Multiple endocrine neoplasia (MEN) 2A is associated with mutations in RET gene, especially in codons 609, 611, 618, and 620 in exon 10, as well as in codon 634 in exon 11 of the gene. Patients with MEN2A typically have MTC, pheochromocytoma, and primary hyperparathyroidism (PHPT).

MEN2B is associated with RET mutations in codons 918 in exon 16 (> 95% of cases) and codon 883 in exon 15. These patients present with the most aggressive type of MTC. They typically have pheochromocytoma but not PHPT, and, unlike in the other syndromes, also exhibit musculoskeletal abnormalities and other developmental defects.

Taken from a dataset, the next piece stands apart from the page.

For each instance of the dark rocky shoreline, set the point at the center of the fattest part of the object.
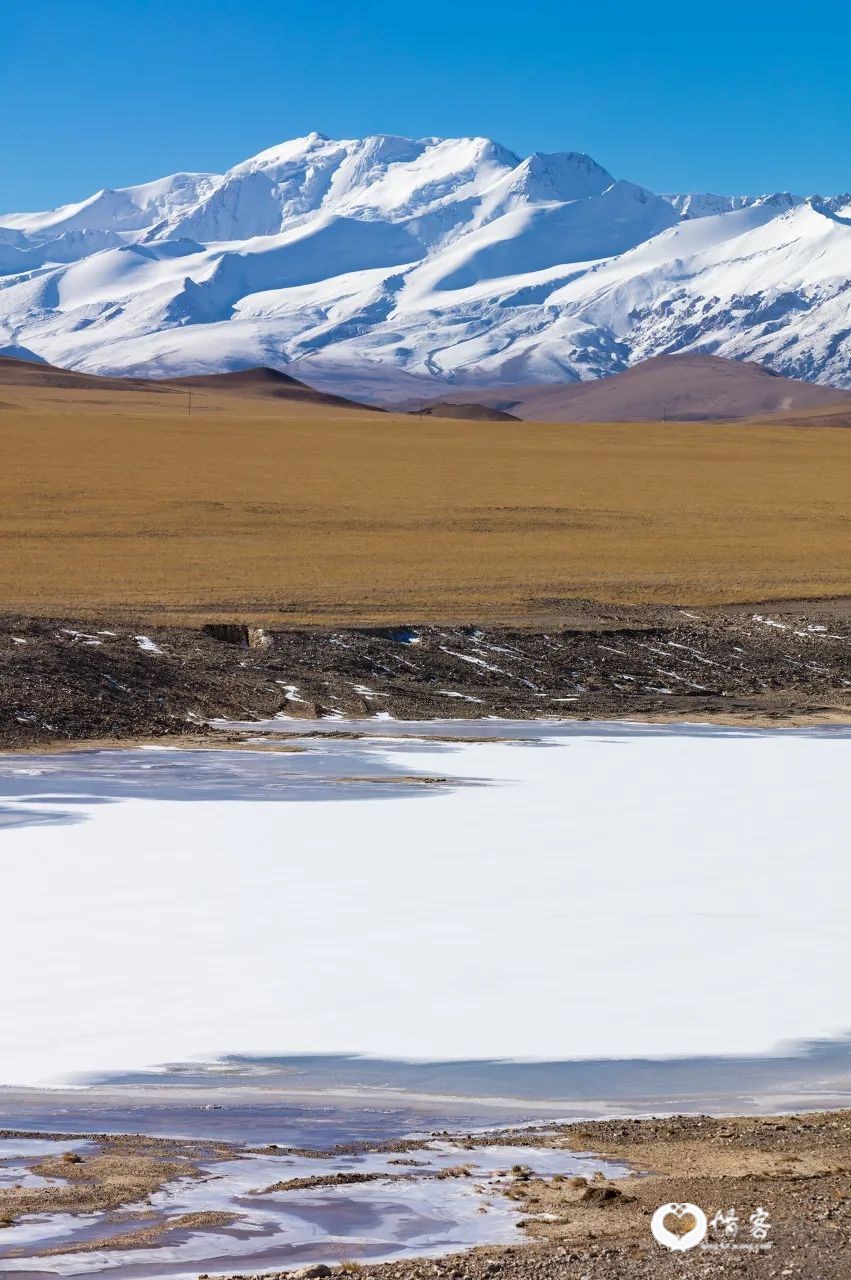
(71, 680)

Finally, familial medullary thyroid cancer (FMTC) is associated with mutations in codons 609, 611, 618, and 620 in exon 10, as well as codon 768 in exon 13 and codon 804 in exon 14. In these patients, MTC is often the only clinical finding, ie, patients do not necessarily have either pheochromocytoma or PHPT. The diagnosis of FMTC is therefore made after demonstrating MTC in at least 4 family members.

As in MEN2B, the most common mutation in patients with sporadic MTC is in codon 918 in exon 16. Patients with sporadic MTC typically have decreased survival compared with the inherited forms, and often demonstrate lymph node metastases at presentation.